Versa is a collection of lighting, furniture, and product designs utilising recycled porcelain, glass, aluminium, and foam offcuts, giving renewed life to waste materials.

by STIRpad
Published on : Jul 31, 2023

In light of the escalating global climate change phenomena, the issue of waste has surmised a significant role. As human societies continue to generate enormous volumes of trash, we put our ecosystem under considerable stress. One of the many factors that continue to contribute to climate change is our overflowing landfills. An abundance of plastic waste in our oceans, and massive greenhouse gas emissions from decaying waste relentlessly hampers our environment.

As a step towards utilising some of this waste in a sustainable design endeavour, artist Charlie White and industrial designer Tom Fereday conceive Versa, a collection of unique furniture and architectural elements and a collaborative series of installations using 'end-of-life materials.' The meaning of Versa (Latin for ‘turned’ or ‘changed’) is implemented within this collection. From foam offcuts to recycled porcelain, White and Fereday have explored a series of works that render a renewed narrative to waste materials. While being defined by their distinctive oeuvres, they have worked meaningfully towards the 'bigger picture,' of creating products with waste materials.

Versa has been conceived as a transformation of waste material into furniture, lighting, and product designs, encompassing pieces such as seats and tables to lighting designs, that can be applied to floor, wall, and ceiling surfaces. As a whole, the collection aims at expressing a sensory experience by blending opposites—dark and light, soft and hard, sharp and warm. “First and foremost, we are friends. We had been talking about a project where we are creating our individual works but showing them together. We want to create a dialogue together, where there is a little bit of tension between our different aesthetics”, shares Fereday, who is based in Sydney and London.

White has created screens titled 090423 , chandeliers named Cloud, and a modular system of interior objects called Spear. The screens and chandeliers are made with foam waste sourced from offcuts of foam upholsterers and foam suppliers.
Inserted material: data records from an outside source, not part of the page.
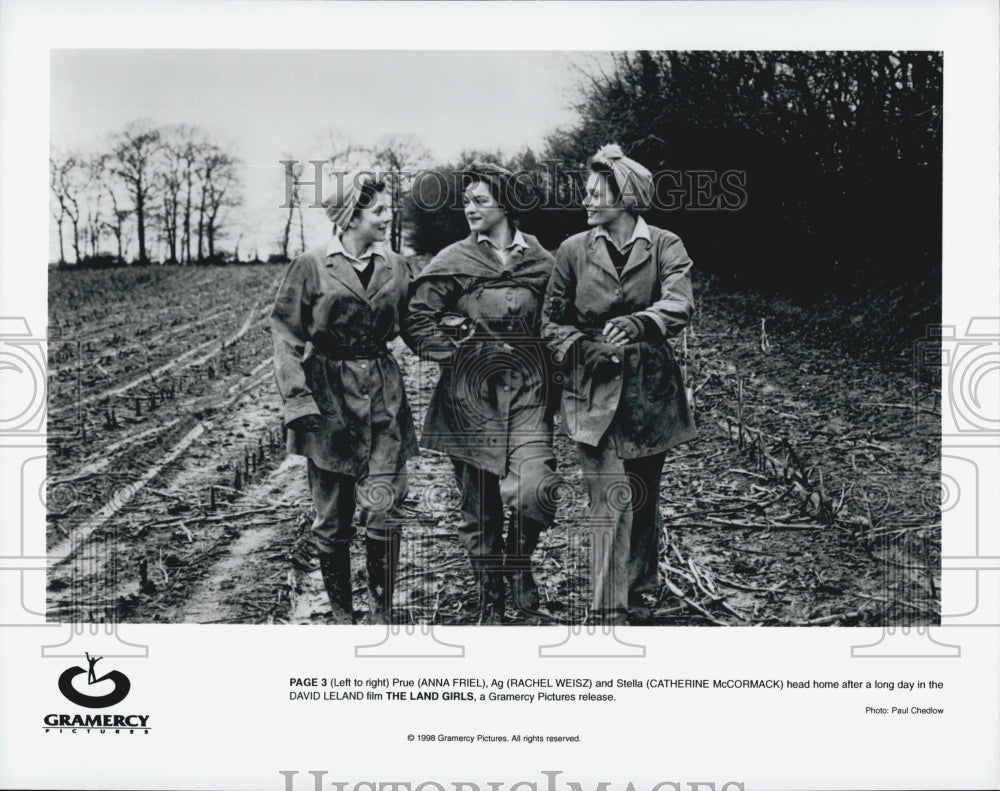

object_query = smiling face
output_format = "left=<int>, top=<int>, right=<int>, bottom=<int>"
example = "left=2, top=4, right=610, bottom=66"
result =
left=583, top=173, right=626, bottom=226
left=462, top=181, right=507, bottom=234
left=348, top=190, right=392, bottom=250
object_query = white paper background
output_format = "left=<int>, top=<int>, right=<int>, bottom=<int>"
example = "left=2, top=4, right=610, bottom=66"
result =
left=0, top=2, right=1000, bottom=791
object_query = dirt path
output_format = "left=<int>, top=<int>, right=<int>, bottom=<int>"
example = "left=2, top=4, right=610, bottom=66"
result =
left=49, top=270, right=940, bottom=625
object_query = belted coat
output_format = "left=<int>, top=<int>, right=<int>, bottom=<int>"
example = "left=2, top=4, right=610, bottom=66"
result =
left=403, top=234, right=552, bottom=476
left=271, top=248, right=417, bottom=478
left=542, top=226, right=697, bottom=459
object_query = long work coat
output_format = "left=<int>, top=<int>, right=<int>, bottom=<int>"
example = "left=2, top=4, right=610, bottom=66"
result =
left=403, top=234, right=552, bottom=476
left=542, top=226, right=697, bottom=459
left=271, top=248, right=417, bottom=478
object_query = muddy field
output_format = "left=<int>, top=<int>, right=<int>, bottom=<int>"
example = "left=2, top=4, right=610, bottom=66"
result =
left=47, top=265, right=941, bottom=626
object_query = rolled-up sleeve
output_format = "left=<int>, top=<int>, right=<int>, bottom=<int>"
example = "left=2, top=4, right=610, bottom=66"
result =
left=271, top=256, right=320, bottom=425
left=542, top=244, right=583, bottom=362
left=402, top=277, right=461, bottom=364
left=636, top=234, right=694, bottom=338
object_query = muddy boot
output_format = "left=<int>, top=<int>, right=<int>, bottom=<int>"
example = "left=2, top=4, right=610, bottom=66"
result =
left=504, top=518, right=542, bottom=614
left=365, top=535, right=400, bottom=624
left=319, top=544, right=354, bottom=624
left=472, top=558, right=507, bottom=626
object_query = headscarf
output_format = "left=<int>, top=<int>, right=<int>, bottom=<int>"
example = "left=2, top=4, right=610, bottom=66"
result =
left=590, top=143, right=653, bottom=211
left=462, top=159, right=525, bottom=220
left=414, top=233, right=554, bottom=297
left=323, top=168, right=384, bottom=231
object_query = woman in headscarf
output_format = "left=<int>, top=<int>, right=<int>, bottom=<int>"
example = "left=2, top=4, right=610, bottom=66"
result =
left=542, top=145, right=697, bottom=624
left=403, top=162, right=556, bottom=624
left=271, top=172, right=417, bottom=623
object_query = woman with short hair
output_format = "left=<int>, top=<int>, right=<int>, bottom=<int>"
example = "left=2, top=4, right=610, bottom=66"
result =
left=271, top=171, right=417, bottom=623
left=404, top=162, right=556, bottom=624
left=542, top=145, right=697, bottom=624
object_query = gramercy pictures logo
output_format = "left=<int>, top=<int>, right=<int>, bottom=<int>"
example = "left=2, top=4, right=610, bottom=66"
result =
left=59, top=653, right=132, bottom=709
left=43, top=653, right=150, bottom=735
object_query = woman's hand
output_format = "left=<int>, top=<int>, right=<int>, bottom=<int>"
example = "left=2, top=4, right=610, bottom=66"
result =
left=604, top=316, right=646, bottom=346
left=288, top=415, right=323, bottom=434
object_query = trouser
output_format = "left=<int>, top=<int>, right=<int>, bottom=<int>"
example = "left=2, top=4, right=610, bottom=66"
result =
left=451, top=439, right=558, bottom=569
left=576, top=435, right=666, bottom=614
left=306, top=459, right=407, bottom=552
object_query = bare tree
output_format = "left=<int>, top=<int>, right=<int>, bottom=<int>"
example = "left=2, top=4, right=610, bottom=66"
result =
left=278, top=153, right=305, bottom=261
left=49, top=154, right=68, bottom=266
left=94, top=154, right=132, bottom=263
left=111, top=121, right=161, bottom=264
left=372, top=135, right=430, bottom=253
left=198, top=144, right=241, bottom=260
left=49, top=154, right=88, bottom=263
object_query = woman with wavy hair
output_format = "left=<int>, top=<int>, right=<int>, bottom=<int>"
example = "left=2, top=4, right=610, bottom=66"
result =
left=542, top=145, right=697, bottom=624
left=271, top=171, right=417, bottom=623
left=404, top=162, right=556, bottom=624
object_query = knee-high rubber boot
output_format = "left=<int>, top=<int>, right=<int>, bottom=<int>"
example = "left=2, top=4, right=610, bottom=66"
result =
left=319, top=544, right=354, bottom=624
left=365, top=535, right=400, bottom=624
left=504, top=515, right=544, bottom=613
left=471, top=557, right=507, bottom=626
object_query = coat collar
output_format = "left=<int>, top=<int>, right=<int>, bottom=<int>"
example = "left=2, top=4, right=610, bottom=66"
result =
left=587, top=217, right=652, bottom=280
left=325, top=234, right=391, bottom=303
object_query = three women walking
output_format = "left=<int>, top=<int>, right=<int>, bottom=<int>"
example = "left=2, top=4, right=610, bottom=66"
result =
left=272, top=145, right=697, bottom=624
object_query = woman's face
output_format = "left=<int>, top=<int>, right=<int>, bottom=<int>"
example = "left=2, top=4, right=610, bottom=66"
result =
left=351, top=190, right=392, bottom=249
left=462, top=181, right=507, bottom=234
left=583, top=173, right=625, bottom=225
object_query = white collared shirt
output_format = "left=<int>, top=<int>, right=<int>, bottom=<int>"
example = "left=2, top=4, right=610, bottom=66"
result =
left=595, top=217, right=652, bottom=253
left=476, top=230, right=528, bottom=264
left=326, top=233, right=386, bottom=271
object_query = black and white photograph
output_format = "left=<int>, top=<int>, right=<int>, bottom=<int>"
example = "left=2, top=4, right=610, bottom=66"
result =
left=48, top=50, right=943, bottom=626
left=0, top=0, right=1000, bottom=791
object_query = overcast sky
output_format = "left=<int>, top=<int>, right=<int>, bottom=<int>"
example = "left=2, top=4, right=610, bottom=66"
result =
left=51, top=49, right=591, bottom=257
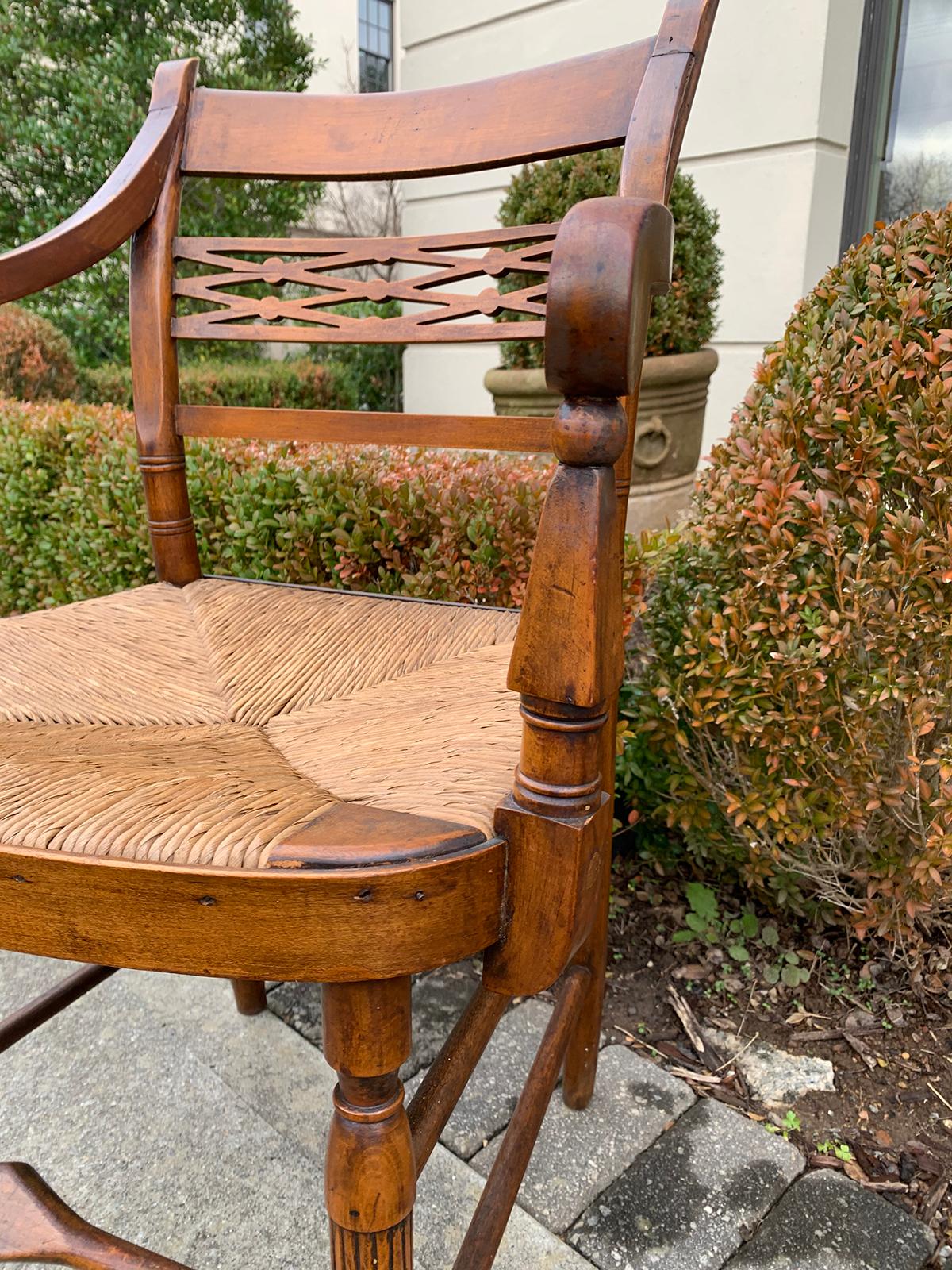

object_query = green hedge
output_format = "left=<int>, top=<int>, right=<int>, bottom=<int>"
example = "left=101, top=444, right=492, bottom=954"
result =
left=79, top=358, right=347, bottom=410
left=0, top=400, right=550, bottom=614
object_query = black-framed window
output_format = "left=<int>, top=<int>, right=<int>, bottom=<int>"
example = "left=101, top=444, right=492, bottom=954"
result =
left=357, top=0, right=393, bottom=93
left=842, top=0, right=952, bottom=250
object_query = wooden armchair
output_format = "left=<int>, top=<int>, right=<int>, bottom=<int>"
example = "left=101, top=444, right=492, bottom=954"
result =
left=0, top=0, right=716, bottom=1270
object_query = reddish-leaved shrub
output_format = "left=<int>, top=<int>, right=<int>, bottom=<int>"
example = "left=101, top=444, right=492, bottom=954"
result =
left=0, top=305, right=76, bottom=402
left=0, top=402, right=551, bottom=614
left=620, top=210, right=952, bottom=944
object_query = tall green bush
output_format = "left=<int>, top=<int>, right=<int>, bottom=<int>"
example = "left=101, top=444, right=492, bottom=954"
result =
left=618, top=208, right=952, bottom=942
left=499, top=150, right=722, bottom=366
left=0, top=0, right=315, bottom=364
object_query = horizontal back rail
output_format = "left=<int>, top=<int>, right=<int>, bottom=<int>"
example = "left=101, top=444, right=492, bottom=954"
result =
left=175, top=405, right=552, bottom=455
left=182, top=40, right=654, bottom=180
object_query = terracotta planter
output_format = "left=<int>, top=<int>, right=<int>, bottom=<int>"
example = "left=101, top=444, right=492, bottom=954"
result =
left=485, top=348, right=717, bottom=533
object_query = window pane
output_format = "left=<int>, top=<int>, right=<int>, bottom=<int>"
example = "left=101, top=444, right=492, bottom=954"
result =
left=876, top=0, right=952, bottom=221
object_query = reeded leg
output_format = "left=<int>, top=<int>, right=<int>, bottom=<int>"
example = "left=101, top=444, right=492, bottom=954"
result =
left=231, top=979, right=268, bottom=1014
left=562, top=836, right=612, bottom=1111
left=324, top=978, right=416, bottom=1270
left=562, top=706, right=618, bottom=1111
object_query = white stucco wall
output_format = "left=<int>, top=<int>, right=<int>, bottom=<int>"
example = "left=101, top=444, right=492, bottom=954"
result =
left=396, top=0, right=862, bottom=457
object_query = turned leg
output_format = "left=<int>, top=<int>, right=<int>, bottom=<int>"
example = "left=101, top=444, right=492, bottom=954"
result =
left=324, top=978, right=416, bottom=1270
left=231, top=979, right=268, bottom=1014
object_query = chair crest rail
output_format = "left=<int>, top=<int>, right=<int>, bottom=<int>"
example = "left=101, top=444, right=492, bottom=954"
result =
left=171, top=225, right=559, bottom=344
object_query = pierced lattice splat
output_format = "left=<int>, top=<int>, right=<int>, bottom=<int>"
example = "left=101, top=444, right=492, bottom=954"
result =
left=173, top=225, right=559, bottom=344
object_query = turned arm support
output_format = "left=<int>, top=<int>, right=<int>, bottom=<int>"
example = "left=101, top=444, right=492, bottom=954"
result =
left=484, top=198, right=673, bottom=995
left=0, top=57, right=198, bottom=303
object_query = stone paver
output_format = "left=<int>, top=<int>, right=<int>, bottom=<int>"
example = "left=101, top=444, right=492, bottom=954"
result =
left=268, top=961, right=487, bottom=1081
left=0, top=952, right=590, bottom=1270
left=0, top=952, right=933, bottom=1270
left=0, top=954, right=328, bottom=1270
left=702, top=1027, right=836, bottom=1107
left=730, top=1172, right=935, bottom=1270
left=406, top=999, right=552, bottom=1160
left=570, top=1099, right=804, bottom=1270
left=471, top=1045, right=694, bottom=1230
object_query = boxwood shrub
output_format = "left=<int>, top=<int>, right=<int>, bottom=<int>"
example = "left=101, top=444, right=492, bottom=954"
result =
left=497, top=150, right=722, bottom=367
left=0, top=400, right=550, bottom=614
left=620, top=208, right=952, bottom=946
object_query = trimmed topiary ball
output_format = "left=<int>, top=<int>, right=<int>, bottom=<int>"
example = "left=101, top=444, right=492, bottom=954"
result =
left=499, top=150, right=722, bottom=367
left=618, top=208, right=952, bottom=944
left=0, top=305, right=76, bottom=402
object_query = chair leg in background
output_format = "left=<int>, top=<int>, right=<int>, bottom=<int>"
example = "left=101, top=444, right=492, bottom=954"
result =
left=231, top=979, right=268, bottom=1014
left=324, top=976, right=416, bottom=1270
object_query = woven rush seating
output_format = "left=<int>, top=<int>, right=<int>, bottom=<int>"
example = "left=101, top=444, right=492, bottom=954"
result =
left=0, top=578, right=519, bottom=868
left=0, top=7, right=717, bottom=1270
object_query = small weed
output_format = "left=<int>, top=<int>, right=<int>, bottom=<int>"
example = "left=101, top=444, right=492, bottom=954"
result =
left=764, top=1111, right=801, bottom=1141
left=816, top=1138, right=854, bottom=1164
left=671, top=881, right=810, bottom=991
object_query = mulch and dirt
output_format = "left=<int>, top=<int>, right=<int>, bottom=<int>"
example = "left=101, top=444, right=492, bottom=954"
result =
left=605, top=862, right=952, bottom=1265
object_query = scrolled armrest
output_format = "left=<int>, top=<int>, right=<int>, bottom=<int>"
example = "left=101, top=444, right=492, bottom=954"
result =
left=546, top=198, right=674, bottom=398
left=0, top=57, right=198, bottom=303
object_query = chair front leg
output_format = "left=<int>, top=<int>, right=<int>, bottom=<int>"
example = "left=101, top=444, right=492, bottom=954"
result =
left=231, top=979, right=268, bottom=1014
left=324, top=978, right=416, bottom=1270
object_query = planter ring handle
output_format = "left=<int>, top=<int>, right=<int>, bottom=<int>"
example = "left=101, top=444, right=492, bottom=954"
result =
left=632, top=414, right=671, bottom=468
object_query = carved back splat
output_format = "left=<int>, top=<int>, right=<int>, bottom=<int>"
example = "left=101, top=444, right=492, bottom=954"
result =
left=171, top=225, right=559, bottom=344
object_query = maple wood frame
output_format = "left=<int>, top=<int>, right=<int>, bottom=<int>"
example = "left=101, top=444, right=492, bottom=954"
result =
left=0, top=0, right=716, bottom=1270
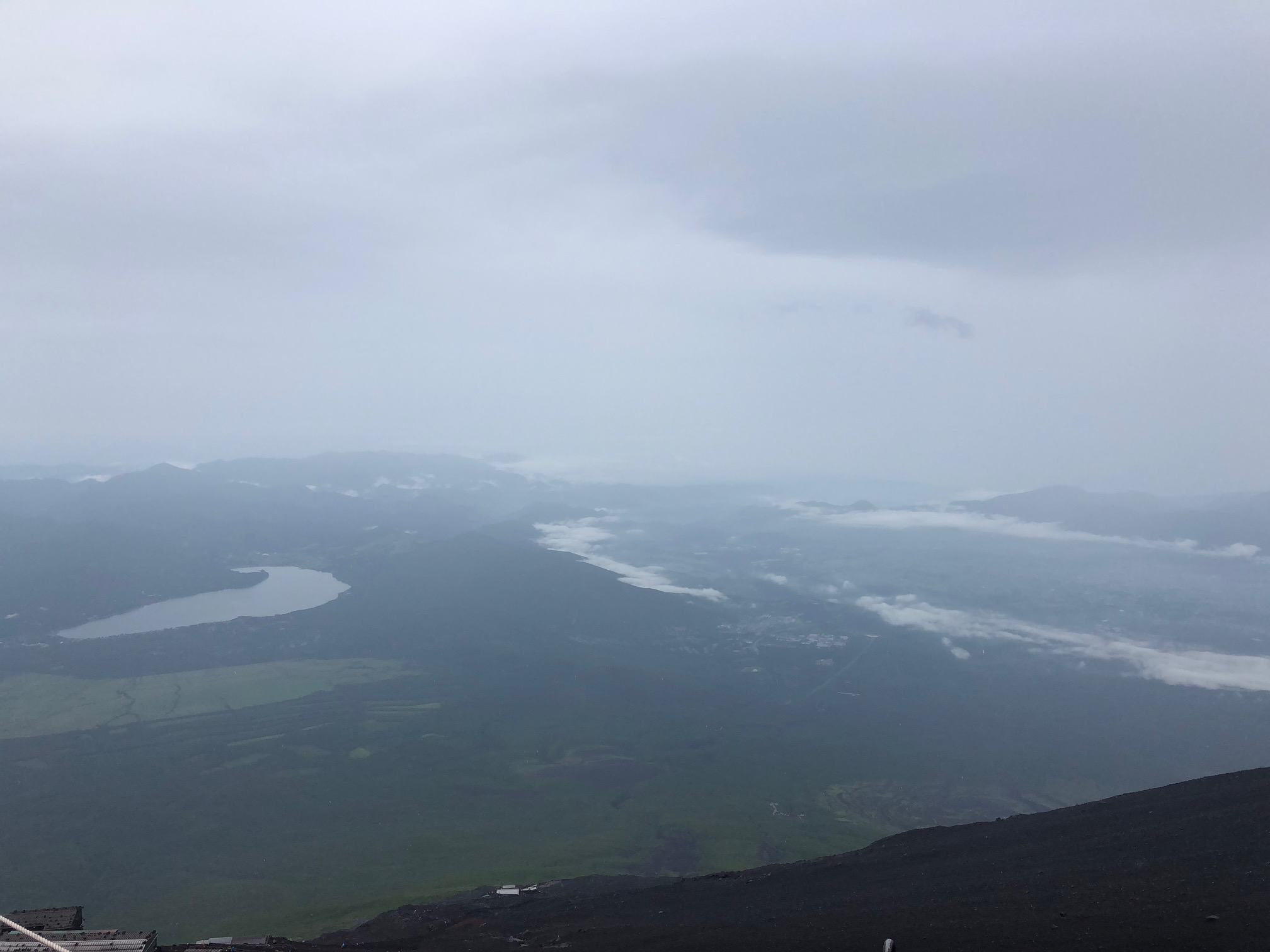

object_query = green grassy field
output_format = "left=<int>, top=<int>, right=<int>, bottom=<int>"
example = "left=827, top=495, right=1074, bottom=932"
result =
left=0, top=657, right=403, bottom=739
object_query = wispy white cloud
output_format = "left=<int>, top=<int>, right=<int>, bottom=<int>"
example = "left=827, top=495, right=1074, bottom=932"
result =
left=534, top=515, right=725, bottom=602
left=784, top=502, right=1260, bottom=558
left=856, top=596, right=1270, bottom=691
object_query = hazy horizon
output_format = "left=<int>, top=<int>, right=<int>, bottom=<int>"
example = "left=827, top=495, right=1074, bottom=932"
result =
left=0, top=0, right=1270, bottom=494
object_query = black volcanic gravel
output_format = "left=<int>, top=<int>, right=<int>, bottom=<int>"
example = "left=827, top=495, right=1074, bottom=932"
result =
left=169, top=769, right=1270, bottom=952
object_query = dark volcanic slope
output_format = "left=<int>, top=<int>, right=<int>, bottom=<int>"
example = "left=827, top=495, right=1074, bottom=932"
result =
left=310, top=769, right=1270, bottom=952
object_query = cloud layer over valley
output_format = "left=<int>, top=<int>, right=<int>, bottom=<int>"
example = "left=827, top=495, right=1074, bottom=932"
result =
left=784, top=502, right=1260, bottom=558
left=534, top=517, right=725, bottom=602
left=856, top=596, right=1270, bottom=691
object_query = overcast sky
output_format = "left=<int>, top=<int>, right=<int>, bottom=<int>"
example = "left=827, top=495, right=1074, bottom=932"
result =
left=0, top=0, right=1270, bottom=491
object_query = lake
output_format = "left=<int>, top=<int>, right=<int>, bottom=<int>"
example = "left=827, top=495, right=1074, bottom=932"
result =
left=57, top=565, right=349, bottom=638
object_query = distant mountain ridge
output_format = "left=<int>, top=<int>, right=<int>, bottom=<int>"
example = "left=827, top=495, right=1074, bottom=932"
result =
left=960, top=486, right=1270, bottom=550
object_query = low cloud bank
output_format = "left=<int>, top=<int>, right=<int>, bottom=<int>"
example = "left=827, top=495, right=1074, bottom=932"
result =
left=534, top=515, right=725, bottom=602
left=856, top=596, right=1270, bottom=691
left=784, top=502, right=1260, bottom=558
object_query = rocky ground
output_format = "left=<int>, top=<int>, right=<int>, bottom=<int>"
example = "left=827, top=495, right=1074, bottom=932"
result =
left=166, top=769, right=1270, bottom=952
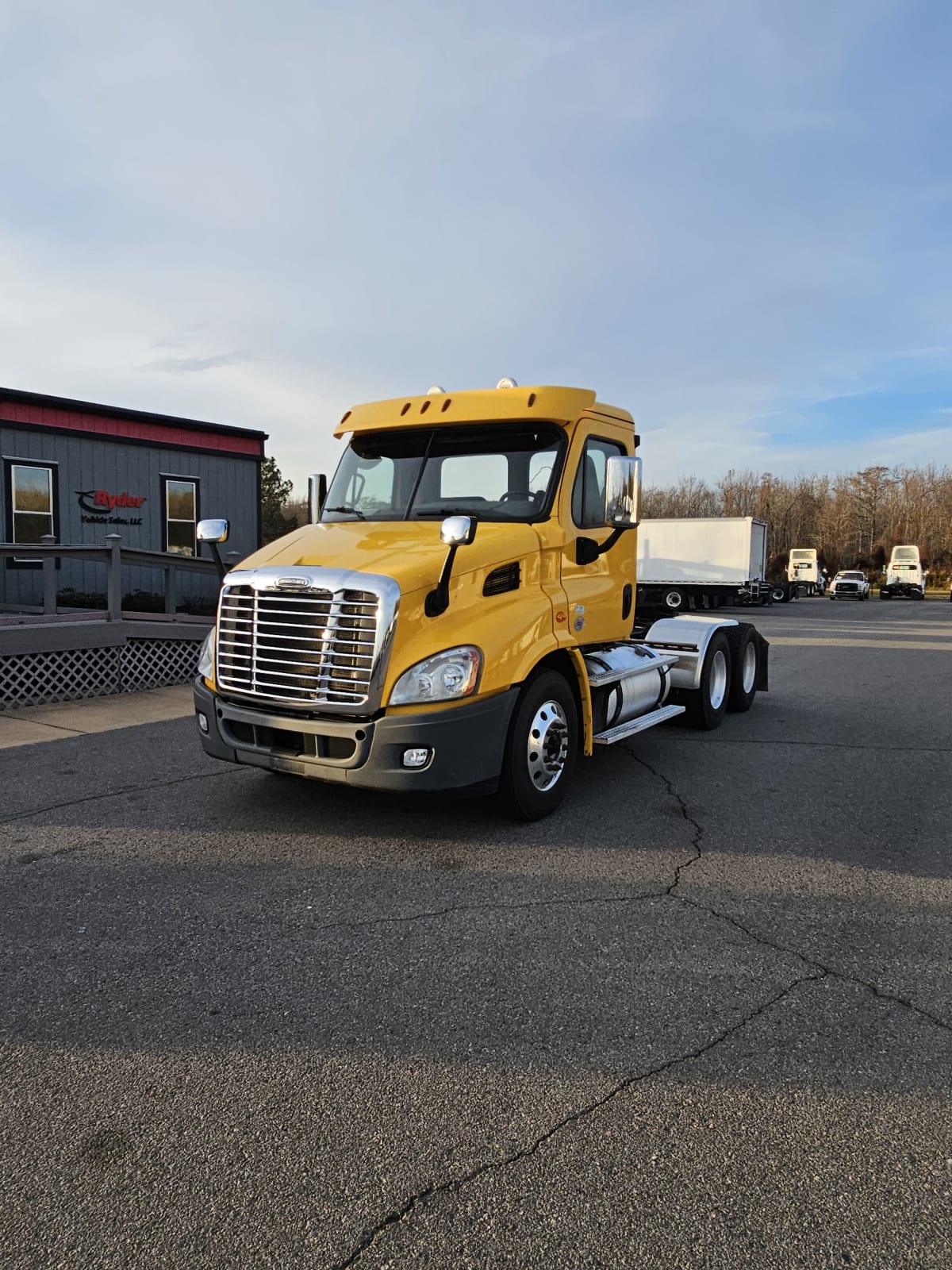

The objects part of Spear are built from old couch cushions skewered together with steel threaded rods, which are then coated in natural rubber latex. Fereday, on the other hand, has employed materials such as recycled porcelain, hand-cast recycled glass, and recycled cast aluminium to create Layer, a series of sculptural totem lights, Mano, a series of sculptural table designs and Cove, a series of chair designs, respectively. The collection presents upcycled designs whose overall effect is of strolling through several material experiments, each with a distinct function, appearance, texture, and ambience.

To showcase their unique creative processes, Melbourne-based White experimented with waste from an artist’s perspective, while Fereday explored them from a designer’s point of view. Versa is a collection that highlights six well-defined methods of recycling and recovering waste and turning them into usable objects, while also deftly contrasting the efforts and outcomes of an artist and a designer's approach. Each operates within its own reality and moves into the future as two trains running on parallel tracks. The utilisation of waste and discarded materials for this collection leaves designers and consumers with a pertinent question—Is the employment of waste materials a step towards making the product and furniture design industry more sustainability-driven, and is that one sure-shot way we can adapt the necessary need of producing objects, without doing away with them completely?